After reading Brian's post last week, I thought I would give XP 64 a try. I too have drivers for everything although I think it appears that Vista 64 and XP64 share the same drivers.

XP 64 it has a foot print that is a third the size of Vista 64, it handles my 8Gigs of RAM just fine, doesn't change the MBR around, doesn't have any real learning curve, doesn't require special backup imaging software, seems to be, on first impressions more compatible with older programs. Supports more hardware without driver signing. I can't really speak to software support yet.

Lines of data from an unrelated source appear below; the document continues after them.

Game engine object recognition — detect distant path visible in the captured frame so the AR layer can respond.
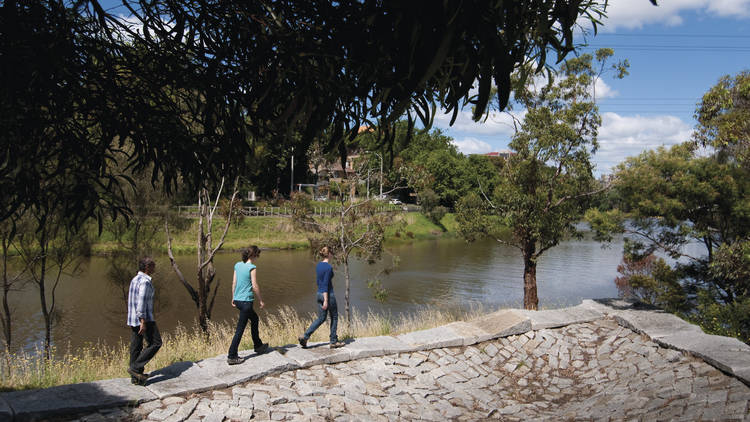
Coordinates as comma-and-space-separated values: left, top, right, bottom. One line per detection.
75, 319, 750, 421
7, 299, 750, 422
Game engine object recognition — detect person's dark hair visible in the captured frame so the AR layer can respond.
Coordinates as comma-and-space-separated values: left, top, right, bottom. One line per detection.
138, 256, 156, 272
247, 245, 260, 261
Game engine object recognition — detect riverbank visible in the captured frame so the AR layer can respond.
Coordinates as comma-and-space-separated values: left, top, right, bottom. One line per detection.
91, 213, 458, 256
0, 306, 483, 391
5, 299, 750, 422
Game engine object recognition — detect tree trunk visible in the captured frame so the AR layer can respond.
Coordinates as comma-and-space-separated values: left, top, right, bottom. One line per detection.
3, 279, 13, 355
523, 241, 539, 311
344, 257, 352, 327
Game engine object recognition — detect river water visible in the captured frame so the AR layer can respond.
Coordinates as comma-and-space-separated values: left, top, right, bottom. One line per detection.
11, 239, 622, 351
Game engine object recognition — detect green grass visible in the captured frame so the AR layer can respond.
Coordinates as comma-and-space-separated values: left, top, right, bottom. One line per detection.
0, 304, 485, 391
91, 213, 456, 255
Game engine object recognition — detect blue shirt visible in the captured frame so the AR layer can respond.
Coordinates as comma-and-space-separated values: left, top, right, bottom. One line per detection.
128, 271, 154, 327
315, 261, 333, 294
232, 260, 256, 302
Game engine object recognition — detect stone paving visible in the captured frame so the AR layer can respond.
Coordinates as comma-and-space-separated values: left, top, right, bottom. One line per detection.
67, 318, 750, 422
5, 299, 750, 422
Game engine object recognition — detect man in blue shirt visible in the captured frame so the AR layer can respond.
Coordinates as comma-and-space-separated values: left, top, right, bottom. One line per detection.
298, 246, 345, 349
128, 257, 161, 385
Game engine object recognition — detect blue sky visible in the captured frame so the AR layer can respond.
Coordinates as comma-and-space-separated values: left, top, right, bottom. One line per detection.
435, 0, 750, 174
102, 0, 750, 175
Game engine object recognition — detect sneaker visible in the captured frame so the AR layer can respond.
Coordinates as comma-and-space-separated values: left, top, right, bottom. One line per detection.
227, 357, 245, 365
128, 368, 148, 383
130, 377, 146, 385
328, 340, 346, 349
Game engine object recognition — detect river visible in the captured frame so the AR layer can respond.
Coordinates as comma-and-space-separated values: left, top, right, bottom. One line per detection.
11, 239, 622, 351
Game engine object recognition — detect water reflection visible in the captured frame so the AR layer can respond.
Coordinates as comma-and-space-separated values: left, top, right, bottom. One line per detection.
12, 239, 622, 350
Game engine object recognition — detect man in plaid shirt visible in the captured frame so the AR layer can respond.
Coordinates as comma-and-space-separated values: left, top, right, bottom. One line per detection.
128, 257, 161, 385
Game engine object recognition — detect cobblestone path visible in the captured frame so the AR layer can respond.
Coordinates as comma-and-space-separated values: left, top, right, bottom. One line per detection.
73, 319, 750, 422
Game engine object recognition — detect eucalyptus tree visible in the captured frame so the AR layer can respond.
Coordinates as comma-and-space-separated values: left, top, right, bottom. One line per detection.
587, 72, 750, 343
456, 49, 627, 309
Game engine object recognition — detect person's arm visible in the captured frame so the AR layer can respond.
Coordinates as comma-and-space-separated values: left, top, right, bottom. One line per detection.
232, 271, 237, 308
323, 269, 333, 311
135, 282, 148, 334
250, 268, 265, 309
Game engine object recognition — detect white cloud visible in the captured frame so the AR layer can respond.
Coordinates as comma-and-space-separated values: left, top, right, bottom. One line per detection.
453, 138, 493, 154
602, 0, 750, 32
594, 113, 693, 173
435, 109, 526, 136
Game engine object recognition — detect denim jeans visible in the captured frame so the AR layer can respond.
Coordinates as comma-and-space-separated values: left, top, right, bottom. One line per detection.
305, 292, 339, 343
227, 300, 263, 359
130, 321, 161, 373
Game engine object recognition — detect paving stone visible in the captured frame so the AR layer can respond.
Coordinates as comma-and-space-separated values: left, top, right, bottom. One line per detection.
344, 336, 412, 359
397, 325, 464, 350
0, 378, 156, 421
146, 362, 228, 399
284, 342, 352, 368
197, 350, 299, 385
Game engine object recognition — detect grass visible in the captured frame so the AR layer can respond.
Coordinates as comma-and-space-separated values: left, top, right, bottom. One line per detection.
0, 305, 484, 391
92, 213, 456, 255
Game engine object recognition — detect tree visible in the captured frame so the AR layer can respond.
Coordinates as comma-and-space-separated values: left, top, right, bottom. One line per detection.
164, 178, 239, 334
0, 0, 606, 231
587, 72, 750, 343
0, 216, 28, 359
457, 49, 627, 309
694, 70, 750, 167
14, 213, 91, 360
292, 169, 398, 324
587, 142, 750, 342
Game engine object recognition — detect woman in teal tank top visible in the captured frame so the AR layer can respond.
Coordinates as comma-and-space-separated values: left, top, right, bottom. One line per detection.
227, 245, 268, 365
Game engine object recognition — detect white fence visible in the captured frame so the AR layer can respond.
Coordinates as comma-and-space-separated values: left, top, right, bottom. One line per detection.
177, 204, 418, 217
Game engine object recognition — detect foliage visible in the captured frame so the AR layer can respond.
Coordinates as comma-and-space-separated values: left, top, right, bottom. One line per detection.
587, 73, 750, 342
0, 0, 606, 231
292, 186, 402, 323
615, 251, 686, 312
164, 178, 239, 336
694, 70, 750, 168
457, 49, 627, 309
13, 213, 91, 360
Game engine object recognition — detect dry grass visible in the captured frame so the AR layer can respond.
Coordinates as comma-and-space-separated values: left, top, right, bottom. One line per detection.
0, 305, 484, 391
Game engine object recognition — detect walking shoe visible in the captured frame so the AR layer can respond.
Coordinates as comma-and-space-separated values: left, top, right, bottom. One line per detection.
130, 377, 146, 385
128, 368, 148, 383
328, 340, 346, 349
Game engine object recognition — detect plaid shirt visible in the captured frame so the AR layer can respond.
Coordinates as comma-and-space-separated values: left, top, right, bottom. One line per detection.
128, 271, 154, 327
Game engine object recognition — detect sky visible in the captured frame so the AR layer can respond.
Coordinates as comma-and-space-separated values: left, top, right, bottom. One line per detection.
434, 0, 750, 175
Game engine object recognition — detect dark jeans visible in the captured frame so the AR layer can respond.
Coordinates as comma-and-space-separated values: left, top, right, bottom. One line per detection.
130, 321, 161, 373
305, 292, 339, 343
227, 300, 263, 359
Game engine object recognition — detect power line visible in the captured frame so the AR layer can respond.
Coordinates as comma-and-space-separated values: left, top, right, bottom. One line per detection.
596, 33, 750, 39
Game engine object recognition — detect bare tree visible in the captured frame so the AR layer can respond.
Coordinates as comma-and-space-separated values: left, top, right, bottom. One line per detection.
292, 163, 401, 323
0, 221, 29, 359
14, 213, 91, 360
164, 177, 239, 333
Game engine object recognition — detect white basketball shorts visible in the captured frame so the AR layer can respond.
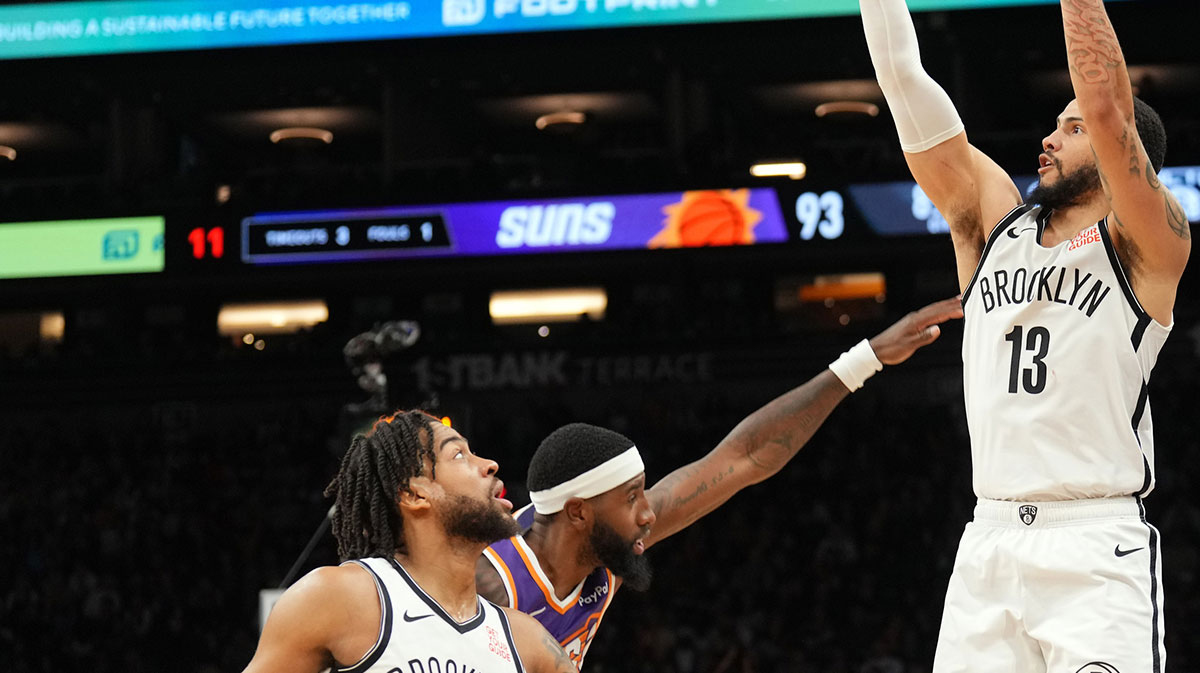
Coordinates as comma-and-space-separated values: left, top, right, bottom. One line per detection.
934, 498, 1166, 673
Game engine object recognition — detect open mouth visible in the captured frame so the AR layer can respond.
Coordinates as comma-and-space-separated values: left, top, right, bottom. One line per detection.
492, 480, 512, 511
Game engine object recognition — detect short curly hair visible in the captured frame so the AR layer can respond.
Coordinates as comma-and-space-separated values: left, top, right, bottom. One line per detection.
526, 423, 634, 491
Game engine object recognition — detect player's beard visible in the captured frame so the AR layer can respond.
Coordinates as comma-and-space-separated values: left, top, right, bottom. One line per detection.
439, 495, 521, 545
1030, 157, 1100, 210
588, 521, 654, 591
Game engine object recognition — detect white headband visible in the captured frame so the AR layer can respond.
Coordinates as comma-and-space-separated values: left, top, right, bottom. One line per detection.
529, 446, 646, 515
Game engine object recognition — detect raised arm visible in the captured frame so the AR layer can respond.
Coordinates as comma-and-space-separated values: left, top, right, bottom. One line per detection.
643, 298, 962, 547
1062, 0, 1192, 324
859, 0, 1021, 289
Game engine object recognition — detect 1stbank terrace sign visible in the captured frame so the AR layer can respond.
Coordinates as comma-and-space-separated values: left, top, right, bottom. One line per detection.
0, 0, 1113, 59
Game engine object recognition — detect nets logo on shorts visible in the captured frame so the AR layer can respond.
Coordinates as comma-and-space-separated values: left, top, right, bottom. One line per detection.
1016, 505, 1038, 525
1075, 661, 1121, 673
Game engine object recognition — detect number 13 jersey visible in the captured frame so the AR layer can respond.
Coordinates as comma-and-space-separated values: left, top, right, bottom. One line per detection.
962, 205, 1170, 501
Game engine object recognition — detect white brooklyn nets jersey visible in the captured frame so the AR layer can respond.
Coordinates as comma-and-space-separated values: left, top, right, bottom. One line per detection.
334, 558, 524, 673
962, 205, 1170, 500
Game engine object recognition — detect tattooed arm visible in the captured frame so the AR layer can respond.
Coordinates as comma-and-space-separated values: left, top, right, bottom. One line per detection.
643, 298, 962, 547
1062, 0, 1192, 324
502, 607, 578, 673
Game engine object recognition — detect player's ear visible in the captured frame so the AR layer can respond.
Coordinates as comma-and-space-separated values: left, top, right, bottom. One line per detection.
563, 498, 595, 530
396, 476, 438, 512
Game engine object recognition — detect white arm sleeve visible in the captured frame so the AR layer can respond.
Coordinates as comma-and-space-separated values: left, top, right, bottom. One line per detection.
858, 0, 962, 154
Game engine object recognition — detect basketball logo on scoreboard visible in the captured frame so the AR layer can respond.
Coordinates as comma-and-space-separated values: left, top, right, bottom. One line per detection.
647, 190, 762, 248
442, 0, 487, 26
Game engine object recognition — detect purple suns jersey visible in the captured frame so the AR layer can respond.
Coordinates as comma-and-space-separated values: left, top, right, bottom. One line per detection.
484, 505, 616, 668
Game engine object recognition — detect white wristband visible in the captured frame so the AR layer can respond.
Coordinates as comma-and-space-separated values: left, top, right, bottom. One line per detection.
829, 338, 883, 392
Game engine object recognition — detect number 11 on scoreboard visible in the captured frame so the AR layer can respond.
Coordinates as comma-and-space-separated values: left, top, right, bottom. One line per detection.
187, 227, 224, 259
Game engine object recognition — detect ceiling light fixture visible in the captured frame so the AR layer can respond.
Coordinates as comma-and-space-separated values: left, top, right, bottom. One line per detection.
533, 110, 588, 131
487, 288, 608, 325
217, 300, 329, 338
270, 126, 334, 145
750, 161, 809, 180
815, 101, 880, 116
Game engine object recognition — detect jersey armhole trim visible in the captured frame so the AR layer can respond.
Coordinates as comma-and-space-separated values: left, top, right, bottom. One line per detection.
484, 547, 521, 609
962, 203, 1033, 307
492, 603, 524, 673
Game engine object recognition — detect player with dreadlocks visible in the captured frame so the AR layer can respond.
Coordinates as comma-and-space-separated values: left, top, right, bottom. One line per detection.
246, 411, 575, 673
475, 298, 962, 667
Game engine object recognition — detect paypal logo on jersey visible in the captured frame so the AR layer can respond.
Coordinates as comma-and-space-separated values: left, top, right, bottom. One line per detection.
496, 202, 617, 248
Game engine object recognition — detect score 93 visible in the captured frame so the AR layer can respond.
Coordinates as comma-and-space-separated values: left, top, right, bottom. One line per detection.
796, 190, 846, 241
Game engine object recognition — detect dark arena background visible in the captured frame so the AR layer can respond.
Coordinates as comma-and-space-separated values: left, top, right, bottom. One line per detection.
0, 0, 1200, 673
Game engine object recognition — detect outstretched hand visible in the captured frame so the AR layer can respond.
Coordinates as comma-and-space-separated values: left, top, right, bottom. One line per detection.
870, 296, 962, 365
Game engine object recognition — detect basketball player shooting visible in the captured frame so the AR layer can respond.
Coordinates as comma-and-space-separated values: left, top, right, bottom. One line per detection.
246, 411, 575, 673
859, 0, 1190, 673
476, 298, 962, 668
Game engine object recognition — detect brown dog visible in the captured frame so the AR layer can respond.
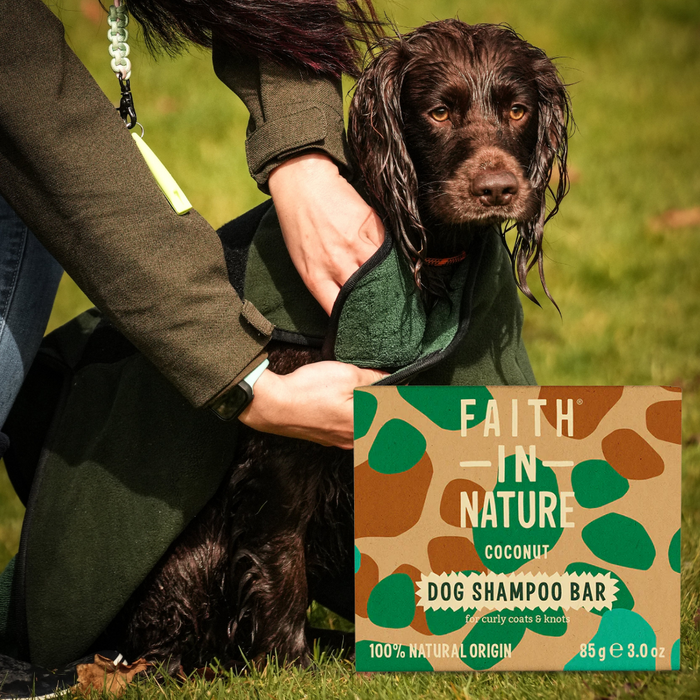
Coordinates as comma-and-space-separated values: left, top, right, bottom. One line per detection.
107, 20, 569, 670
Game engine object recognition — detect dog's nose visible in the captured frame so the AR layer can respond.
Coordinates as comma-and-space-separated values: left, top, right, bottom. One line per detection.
471, 170, 518, 207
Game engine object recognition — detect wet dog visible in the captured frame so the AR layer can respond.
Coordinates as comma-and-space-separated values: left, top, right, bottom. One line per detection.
110, 20, 570, 671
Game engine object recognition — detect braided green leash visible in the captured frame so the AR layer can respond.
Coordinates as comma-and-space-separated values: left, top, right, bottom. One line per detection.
107, 0, 192, 214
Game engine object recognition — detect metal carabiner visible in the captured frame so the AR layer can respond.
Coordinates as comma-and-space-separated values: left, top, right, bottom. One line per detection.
117, 75, 136, 129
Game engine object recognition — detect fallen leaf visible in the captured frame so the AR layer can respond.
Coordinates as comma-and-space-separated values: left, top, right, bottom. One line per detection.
71, 654, 151, 696
649, 207, 700, 231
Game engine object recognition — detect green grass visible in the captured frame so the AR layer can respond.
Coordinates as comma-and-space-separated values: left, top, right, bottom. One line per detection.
0, 0, 700, 699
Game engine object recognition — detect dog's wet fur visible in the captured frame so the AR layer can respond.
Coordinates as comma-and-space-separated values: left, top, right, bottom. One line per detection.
108, 20, 569, 671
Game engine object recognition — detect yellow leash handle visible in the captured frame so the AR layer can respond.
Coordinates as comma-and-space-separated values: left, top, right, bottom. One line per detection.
131, 131, 192, 215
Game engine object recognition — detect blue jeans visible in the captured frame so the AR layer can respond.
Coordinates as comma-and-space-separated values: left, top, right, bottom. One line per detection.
0, 197, 63, 428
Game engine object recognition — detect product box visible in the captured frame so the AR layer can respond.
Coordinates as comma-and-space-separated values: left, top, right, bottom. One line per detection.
355, 386, 681, 671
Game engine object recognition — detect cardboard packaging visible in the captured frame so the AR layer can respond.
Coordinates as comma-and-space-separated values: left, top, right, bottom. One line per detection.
355, 386, 681, 671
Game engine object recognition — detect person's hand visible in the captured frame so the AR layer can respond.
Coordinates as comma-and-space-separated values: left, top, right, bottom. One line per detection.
239, 362, 386, 450
268, 153, 384, 315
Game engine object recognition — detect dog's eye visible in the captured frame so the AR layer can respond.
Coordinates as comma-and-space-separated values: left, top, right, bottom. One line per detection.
510, 105, 525, 122
429, 107, 450, 122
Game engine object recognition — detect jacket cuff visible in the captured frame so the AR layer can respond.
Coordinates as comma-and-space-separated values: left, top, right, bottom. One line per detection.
246, 104, 351, 189
212, 38, 351, 194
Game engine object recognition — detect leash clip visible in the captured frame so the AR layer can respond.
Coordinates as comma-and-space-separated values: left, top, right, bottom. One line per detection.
117, 75, 136, 129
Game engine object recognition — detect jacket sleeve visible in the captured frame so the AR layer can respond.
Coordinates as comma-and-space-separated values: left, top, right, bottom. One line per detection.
0, 0, 272, 406
213, 34, 351, 194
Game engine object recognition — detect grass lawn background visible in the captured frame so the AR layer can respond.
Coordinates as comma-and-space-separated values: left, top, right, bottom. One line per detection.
0, 0, 700, 699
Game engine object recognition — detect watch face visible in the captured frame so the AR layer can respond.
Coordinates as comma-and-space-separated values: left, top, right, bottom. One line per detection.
212, 381, 253, 420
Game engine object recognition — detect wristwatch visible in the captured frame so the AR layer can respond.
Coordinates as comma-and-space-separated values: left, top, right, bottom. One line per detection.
211, 359, 270, 421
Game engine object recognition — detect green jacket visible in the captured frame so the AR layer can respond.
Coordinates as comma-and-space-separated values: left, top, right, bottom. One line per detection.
0, 203, 534, 667
0, 0, 345, 406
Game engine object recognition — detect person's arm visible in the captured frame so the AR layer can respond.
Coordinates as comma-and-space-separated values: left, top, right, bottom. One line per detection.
213, 42, 384, 314
0, 0, 272, 406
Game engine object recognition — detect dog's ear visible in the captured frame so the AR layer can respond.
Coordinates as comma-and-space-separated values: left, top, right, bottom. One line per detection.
348, 38, 426, 278
513, 53, 572, 309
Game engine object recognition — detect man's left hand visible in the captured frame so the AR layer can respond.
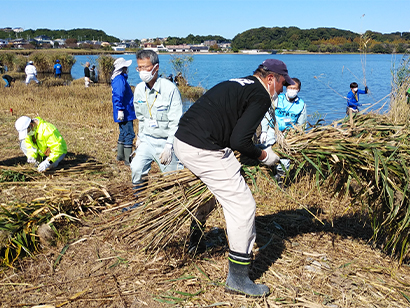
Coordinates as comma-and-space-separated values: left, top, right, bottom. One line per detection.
159, 143, 172, 165
117, 110, 124, 122
37, 159, 51, 172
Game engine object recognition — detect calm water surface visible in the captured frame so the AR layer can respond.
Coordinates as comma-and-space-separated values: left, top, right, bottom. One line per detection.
71, 54, 402, 122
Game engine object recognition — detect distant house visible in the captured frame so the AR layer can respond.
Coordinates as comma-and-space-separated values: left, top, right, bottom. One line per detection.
54, 39, 65, 46
191, 46, 209, 53
10, 38, 30, 49
34, 35, 50, 43
218, 42, 231, 50
101, 42, 111, 47
167, 44, 191, 52
144, 44, 168, 53
112, 45, 127, 51
204, 40, 216, 46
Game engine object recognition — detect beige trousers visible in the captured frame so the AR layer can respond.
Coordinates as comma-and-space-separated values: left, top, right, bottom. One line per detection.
174, 138, 256, 254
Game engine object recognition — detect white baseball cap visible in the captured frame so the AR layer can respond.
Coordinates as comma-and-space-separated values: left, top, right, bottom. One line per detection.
114, 58, 132, 70
14, 116, 31, 140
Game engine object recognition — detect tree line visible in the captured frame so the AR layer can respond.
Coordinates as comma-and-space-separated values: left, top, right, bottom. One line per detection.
232, 27, 410, 53
0, 29, 120, 43
0, 27, 410, 53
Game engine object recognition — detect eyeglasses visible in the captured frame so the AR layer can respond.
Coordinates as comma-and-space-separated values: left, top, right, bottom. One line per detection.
136, 64, 154, 72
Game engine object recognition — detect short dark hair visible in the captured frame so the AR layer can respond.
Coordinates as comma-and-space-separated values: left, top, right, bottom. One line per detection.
253, 65, 281, 81
292, 77, 302, 91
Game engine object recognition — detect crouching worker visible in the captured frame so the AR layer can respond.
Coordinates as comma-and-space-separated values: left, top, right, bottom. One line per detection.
15, 116, 67, 172
174, 59, 294, 296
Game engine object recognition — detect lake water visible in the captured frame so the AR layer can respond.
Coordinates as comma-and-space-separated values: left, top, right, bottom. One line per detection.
71, 54, 402, 123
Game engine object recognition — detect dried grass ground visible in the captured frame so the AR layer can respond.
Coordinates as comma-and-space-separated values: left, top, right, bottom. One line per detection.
0, 83, 410, 307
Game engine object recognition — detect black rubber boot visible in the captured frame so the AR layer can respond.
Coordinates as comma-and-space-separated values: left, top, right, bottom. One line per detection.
188, 220, 206, 255
225, 251, 270, 296
117, 143, 125, 161
124, 145, 132, 166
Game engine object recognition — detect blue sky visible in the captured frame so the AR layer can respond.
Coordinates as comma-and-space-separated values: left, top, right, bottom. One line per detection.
0, 0, 410, 39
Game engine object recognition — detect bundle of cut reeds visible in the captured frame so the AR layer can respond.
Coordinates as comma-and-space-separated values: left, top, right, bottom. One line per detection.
275, 114, 410, 262
105, 169, 212, 252
0, 183, 112, 266
112, 114, 410, 261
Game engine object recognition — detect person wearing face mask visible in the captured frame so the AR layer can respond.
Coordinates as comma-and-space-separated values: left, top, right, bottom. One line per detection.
111, 58, 136, 166
259, 78, 307, 186
131, 50, 183, 205
14, 116, 67, 172
346, 82, 369, 115
174, 59, 294, 296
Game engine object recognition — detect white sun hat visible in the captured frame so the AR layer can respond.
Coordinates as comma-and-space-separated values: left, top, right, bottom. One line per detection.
14, 116, 31, 140
114, 58, 132, 70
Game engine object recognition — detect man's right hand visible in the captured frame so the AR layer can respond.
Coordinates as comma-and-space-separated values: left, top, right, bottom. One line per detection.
117, 110, 124, 122
135, 135, 141, 149
27, 157, 37, 164
261, 147, 279, 167
259, 132, 268, 143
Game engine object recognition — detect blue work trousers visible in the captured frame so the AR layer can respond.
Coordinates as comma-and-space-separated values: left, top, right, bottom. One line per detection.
118, 121, 135, 146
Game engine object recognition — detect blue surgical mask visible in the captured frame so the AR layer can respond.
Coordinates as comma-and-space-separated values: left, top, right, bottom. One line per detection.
286, 89, 299, 99
140, 64, 158, 83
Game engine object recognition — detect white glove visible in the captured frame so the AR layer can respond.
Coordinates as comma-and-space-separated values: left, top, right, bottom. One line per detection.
135, 135, 141, 149
159, 143, 172, 165
261, 147, 279, 167
37, 159, 51, 172
117, 110, 124, 122
259, 132, 268, 143
27, 157, 37, 164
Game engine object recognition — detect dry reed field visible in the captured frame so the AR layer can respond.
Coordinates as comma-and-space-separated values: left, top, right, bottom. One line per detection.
0, 80, 410, 308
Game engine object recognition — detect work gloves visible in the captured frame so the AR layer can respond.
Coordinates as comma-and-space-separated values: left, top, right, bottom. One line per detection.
37, 159, 51, 172
159, 143, 172, 165
135, 135, 141, 150
27, 157, 37, 164
261, 147, 279, 167
259, 132, 268, 143
117, 110, 124, 122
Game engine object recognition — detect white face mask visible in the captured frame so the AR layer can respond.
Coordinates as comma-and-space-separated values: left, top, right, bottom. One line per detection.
140, 63, 158, 83
286, 89, 299, 99
268, 79, 278, 102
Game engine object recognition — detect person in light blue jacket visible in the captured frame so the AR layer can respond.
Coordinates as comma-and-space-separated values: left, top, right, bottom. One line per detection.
259, 78, 307, 183
346, 82, 369, 115
124, 50, 183, 210
111, 58, 136, 166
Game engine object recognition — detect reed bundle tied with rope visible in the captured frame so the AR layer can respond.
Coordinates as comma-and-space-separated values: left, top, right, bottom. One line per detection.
105, 168, 212, 252
275, 114, 410, 262
0, 187, 112, 266
116, 114, 410, 261
0, 162, 113, 266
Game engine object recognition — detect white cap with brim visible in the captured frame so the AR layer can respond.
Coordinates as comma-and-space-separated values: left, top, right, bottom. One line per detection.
114, 58, 132, 71
14, 116, 31, 140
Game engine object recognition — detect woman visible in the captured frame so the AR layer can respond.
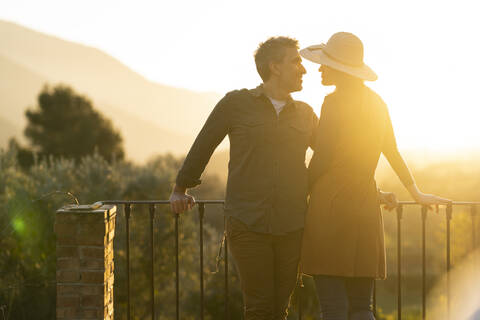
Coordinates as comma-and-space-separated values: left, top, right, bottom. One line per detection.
300, 32, 449, 320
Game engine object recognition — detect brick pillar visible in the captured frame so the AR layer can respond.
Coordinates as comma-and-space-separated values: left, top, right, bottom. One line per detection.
55, 205, 116, 320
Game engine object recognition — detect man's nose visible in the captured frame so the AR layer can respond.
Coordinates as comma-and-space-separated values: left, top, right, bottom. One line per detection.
300, 64, 307, 74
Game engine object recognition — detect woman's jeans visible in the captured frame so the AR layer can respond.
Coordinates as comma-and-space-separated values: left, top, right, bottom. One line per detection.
314, 275, 375, 320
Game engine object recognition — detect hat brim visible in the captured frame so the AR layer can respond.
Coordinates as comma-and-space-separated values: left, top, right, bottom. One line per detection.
300, 44, 378, 81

Vista 64 is more secure then XP, in fact it is so secure it is pretty much unusable so I had to turn off UAC right away in order to work. There is a lot more eye candy to Vista, which looks great, but gets in the way, and eventually I turned if off and went with Windows Classic mostly so I could find my way around. Vista Explorer is really written for the novice and I really struggled with it, but I have always used OPUS as a file manager. Vista does something with the MBR that renders my imaging and partitioning software unsupported. Vista has a new type of boot loader for multiple OSs that I don't like much and is not very configurable, like NT 2k and XP were. It does has Direct X 10 but then nobody seems to think this is much of a big deal as originally anticipated, and there is little software support for it. I have Vista Premium 64 so Bit locker and backup aren't available to me... not that I would use them anyway as I prefer TrueCrypt and Acronis.

So I am thinking why am I struggling with Vista....have I missed a benefit here some how... Greg, you are the advocate for Vista 64. I realize, that from a sysadmin point of view Vista offers far greater user control then XP but from a home office user I don't see an advantage... or am I missing something?